The 2009 collapse of a Dallas Cowboys practice facility that left one scout paralyzed and a coach with a broken vertebrae has been followed by years of litigation and investigation. And Dallas reporter Danny Robbins has followed every development, building a network of sources that has kept the AP competitive.
Robbins' sourcing also helped set the groundwork for an AP Exclusive last week that put the collapse in new context: Unreleased documents revealed the company that built the facility knew it could fall and covered up the problem. Robbins' story was a thorough piece of investigative journalism that raised questions about the safety of many similar facilities that Summit Structures LLC has built nationwide. He pieced the story together by negotiating the release of stacks of documents, emails and handwritten notes that shed light on the events that led to the facility collapse.
The scoop played well in news and sports circles and forced the local media in the Dallas-Fort Worth area to run AP's story in full. Besides several on-air credits, the story was the centerpiece of the Dallas Morning News website and used above the fold of the Star-Telegram's print edition the next morning.

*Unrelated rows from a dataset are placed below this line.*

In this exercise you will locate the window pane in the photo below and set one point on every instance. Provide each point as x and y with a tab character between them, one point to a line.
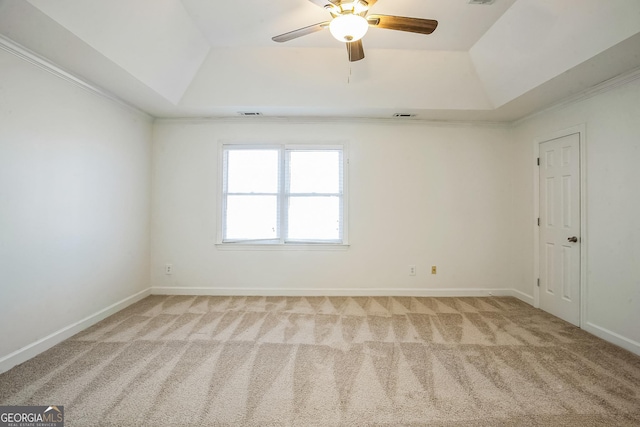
314	218
252	171
314	171
251	217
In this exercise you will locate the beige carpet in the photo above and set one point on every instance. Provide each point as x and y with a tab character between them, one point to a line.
271	361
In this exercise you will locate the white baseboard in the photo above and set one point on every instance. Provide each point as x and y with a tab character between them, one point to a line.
25	353
414	292
612	337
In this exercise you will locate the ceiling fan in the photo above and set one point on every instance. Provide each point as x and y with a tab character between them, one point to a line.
351	21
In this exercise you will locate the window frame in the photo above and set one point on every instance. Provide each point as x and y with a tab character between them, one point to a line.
283	197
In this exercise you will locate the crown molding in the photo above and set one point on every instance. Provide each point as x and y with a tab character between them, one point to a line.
33	58
330	119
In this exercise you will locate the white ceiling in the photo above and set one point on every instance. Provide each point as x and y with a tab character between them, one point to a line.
202	58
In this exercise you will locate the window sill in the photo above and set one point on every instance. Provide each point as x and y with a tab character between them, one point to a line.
282	247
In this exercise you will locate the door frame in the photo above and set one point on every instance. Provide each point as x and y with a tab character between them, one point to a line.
581	131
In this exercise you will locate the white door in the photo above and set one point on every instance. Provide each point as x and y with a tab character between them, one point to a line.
560	227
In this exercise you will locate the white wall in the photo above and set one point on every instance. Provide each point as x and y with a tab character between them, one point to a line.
612	120
74	204
419	194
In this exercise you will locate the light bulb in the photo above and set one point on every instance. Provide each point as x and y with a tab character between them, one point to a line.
348	28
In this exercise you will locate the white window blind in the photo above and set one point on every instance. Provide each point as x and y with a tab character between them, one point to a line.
283	194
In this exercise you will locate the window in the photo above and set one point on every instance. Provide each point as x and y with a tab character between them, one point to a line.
283	194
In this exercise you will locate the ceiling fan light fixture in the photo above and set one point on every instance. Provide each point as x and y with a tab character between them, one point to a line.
348	28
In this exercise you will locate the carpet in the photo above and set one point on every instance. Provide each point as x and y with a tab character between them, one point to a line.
332	361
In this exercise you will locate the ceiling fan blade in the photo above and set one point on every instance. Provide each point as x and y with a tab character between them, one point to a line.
300	32
355	51
324	3
371	2
403	23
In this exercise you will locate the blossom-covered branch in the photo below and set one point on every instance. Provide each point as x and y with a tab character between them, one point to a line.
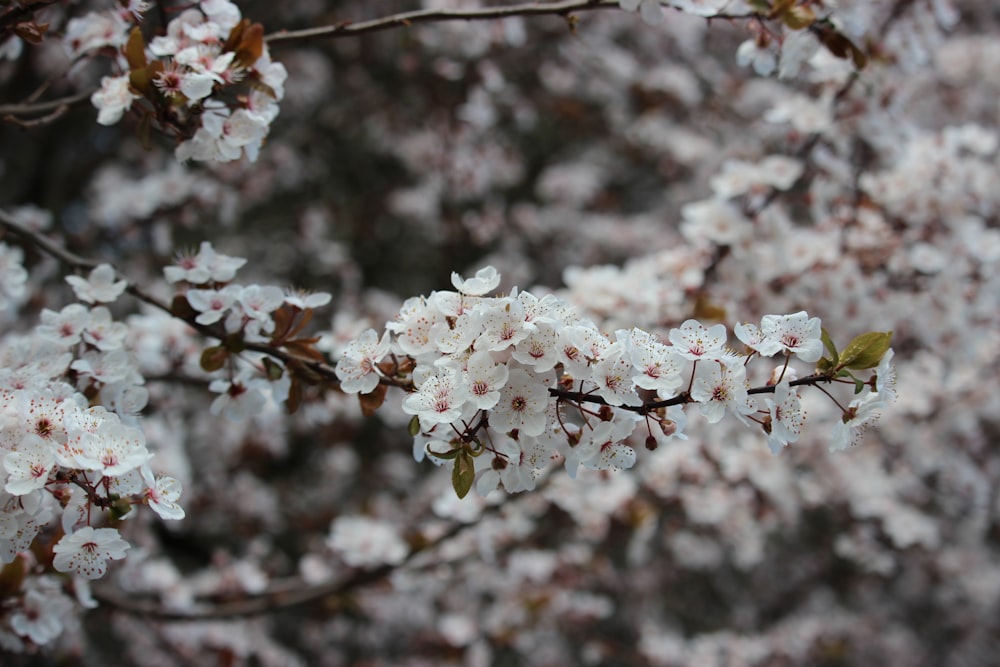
484	370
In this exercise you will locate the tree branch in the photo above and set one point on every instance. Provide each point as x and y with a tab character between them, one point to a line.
72	260
347	29
281	38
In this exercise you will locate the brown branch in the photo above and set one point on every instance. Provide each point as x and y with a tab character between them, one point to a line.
347	29
680	399
72	260
20	110
273	600
562	8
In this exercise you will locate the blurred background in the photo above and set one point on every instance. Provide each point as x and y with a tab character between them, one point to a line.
645	173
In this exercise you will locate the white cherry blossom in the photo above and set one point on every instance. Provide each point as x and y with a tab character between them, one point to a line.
87	551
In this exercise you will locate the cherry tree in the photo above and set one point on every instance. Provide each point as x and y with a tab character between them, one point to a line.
475	332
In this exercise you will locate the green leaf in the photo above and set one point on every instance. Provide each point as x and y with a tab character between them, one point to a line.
450	454
463	473
799	17
825	365
866	350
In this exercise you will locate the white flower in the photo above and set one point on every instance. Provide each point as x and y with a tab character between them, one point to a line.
601	448
485	378
720	386
12	274
751	336
439	399
103	332
213	304
357	369
503	325
114	450
787	417
761	56
95	30
40	616
29	465
204	267
860	414
613	375
485	281
366	542
259	301
522	405
240	398
694	341
797	334
162	494
113	99
413	326
99	287
223	12
658	366
517	464
105	367
87	551
885	377
539	349
650	10
714	221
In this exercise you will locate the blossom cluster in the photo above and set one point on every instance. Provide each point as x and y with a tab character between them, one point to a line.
264	314
209	80
499	374
72	448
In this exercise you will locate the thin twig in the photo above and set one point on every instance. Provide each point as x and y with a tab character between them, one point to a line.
280	38
72	260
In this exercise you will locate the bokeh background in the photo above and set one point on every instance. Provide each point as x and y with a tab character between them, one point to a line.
631	169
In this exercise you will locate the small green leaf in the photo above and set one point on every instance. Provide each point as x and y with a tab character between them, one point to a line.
213	358
825	365
450	454
799	17
866	350
463	473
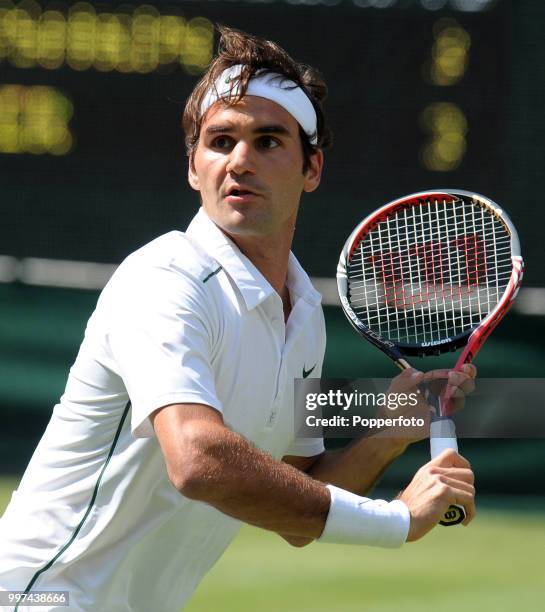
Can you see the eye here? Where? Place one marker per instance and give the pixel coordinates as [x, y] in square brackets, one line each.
[268, 142]
[222, 142]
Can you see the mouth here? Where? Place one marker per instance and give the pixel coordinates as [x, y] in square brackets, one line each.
[237, 194]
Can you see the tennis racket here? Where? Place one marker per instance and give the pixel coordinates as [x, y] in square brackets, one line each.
[428, 273]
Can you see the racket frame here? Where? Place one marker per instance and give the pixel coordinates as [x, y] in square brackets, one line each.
[442, 434]
[472, 339]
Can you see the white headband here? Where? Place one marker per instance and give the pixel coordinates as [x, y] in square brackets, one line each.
[270, 85]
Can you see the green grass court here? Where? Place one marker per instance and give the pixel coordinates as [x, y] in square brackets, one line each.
[496, 564]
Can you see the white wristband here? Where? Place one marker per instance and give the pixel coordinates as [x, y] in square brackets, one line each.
[358, 520]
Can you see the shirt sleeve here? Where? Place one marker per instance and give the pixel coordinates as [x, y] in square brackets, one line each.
[161, 337]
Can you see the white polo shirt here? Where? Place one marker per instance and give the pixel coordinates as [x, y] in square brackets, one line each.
[187, 318]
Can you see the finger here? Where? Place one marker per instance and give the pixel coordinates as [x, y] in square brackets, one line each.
[465, 475]
[469, 369]
[460, 379]
[467, 500]
[435, 374]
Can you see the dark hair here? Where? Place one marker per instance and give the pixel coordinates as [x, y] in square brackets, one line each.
[256, 54]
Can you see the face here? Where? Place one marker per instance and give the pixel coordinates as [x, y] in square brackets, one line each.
[248, 168]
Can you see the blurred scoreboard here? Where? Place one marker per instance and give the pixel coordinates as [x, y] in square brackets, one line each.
[423, 94]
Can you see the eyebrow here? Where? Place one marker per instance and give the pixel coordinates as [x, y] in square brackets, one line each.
[264, 129]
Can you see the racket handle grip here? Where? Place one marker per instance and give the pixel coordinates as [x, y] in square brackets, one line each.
[443, 436]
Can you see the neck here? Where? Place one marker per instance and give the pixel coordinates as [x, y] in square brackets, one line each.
[270, 255]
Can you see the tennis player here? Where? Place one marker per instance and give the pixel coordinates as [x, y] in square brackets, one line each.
[176, 425]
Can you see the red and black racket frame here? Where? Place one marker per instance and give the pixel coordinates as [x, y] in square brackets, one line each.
[472, 339]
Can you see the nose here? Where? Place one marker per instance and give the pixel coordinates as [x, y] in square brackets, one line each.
[241, 159]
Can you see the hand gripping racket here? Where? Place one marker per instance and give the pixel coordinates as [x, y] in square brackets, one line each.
[429, 273]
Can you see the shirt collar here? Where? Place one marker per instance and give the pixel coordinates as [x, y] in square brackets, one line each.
[253, 286]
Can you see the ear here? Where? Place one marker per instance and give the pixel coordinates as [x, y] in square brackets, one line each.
[314, 172]
[192, 177]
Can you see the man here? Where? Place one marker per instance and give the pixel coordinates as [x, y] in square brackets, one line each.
[177, 419]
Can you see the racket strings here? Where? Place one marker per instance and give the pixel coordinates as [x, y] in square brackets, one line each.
[430, 272]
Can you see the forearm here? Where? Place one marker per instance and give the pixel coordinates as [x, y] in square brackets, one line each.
[240, 480]
[357, 467]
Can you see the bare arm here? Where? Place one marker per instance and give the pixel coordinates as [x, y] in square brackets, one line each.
[358, 467]
[208, 462]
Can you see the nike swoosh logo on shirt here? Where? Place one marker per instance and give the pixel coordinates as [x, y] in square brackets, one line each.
[308, 372]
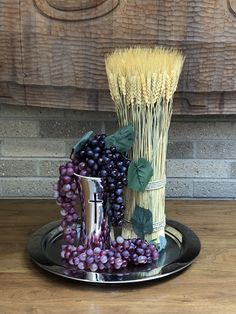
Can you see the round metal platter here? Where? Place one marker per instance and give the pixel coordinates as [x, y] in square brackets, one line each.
[183, 246]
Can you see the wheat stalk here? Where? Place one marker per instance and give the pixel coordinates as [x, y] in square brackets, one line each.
[142, 83]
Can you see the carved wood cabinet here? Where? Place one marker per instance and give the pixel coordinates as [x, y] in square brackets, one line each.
[52, 51]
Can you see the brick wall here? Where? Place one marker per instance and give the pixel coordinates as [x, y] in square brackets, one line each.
[35, 141]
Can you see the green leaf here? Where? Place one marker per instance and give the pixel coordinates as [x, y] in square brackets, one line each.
[142, 221]
[139, 174]
[79, 145]
[122, 139]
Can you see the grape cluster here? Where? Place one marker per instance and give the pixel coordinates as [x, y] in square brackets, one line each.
[66, 194]
[98, 161]
[121, 254]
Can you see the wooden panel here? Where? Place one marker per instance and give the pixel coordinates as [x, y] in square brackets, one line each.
[52, 44]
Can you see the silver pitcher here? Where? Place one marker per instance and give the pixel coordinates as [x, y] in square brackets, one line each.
[95, 230]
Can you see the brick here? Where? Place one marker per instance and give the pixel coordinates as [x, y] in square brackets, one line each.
[180, 150]
[15, 128]
[202, 130]
[111, 126]
[18, 167]
[90, 115]
[187, 168]
[68, 129]
[12, 111]
[216, 149]
[50, 168]
[179, 188]
[22, 187]
[37, 148]
[215, 189]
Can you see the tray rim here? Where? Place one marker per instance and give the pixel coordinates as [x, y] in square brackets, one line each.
[179, 267]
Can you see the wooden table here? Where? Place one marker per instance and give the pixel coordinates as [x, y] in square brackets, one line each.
[208, 286]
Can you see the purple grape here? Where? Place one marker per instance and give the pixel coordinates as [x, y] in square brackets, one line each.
[93, 267]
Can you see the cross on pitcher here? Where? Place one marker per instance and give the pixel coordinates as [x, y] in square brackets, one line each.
[96, 201]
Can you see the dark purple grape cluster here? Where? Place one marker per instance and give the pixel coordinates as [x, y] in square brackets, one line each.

Robbins' work was just beginning when a source agreed to give him an initial set of documents. Some of the papers carried handwritten notes with startling acknowledgments that had to be verified through other means. He had to return to his source and negotiate access to further confidential depositions to substantiate the notes before they could be included in the story. The papers also included complicated architectural language and diagrams that Robbins sought expert help to understand. Then he had to find several reluctant sources implicated in the cover-up to round out the story. In all, Robbins sifted through about 1,000 pages, discovering that 11 of the company's other buildings fell before the Cowboys disaster -- a much larger number than previously reported.
Read his work here:
For producing a distinctive, hard-hitting exclusive that underscores the essential value of the AP on the state level and beyond, Robbins wins this week's Best of the States $300 prize.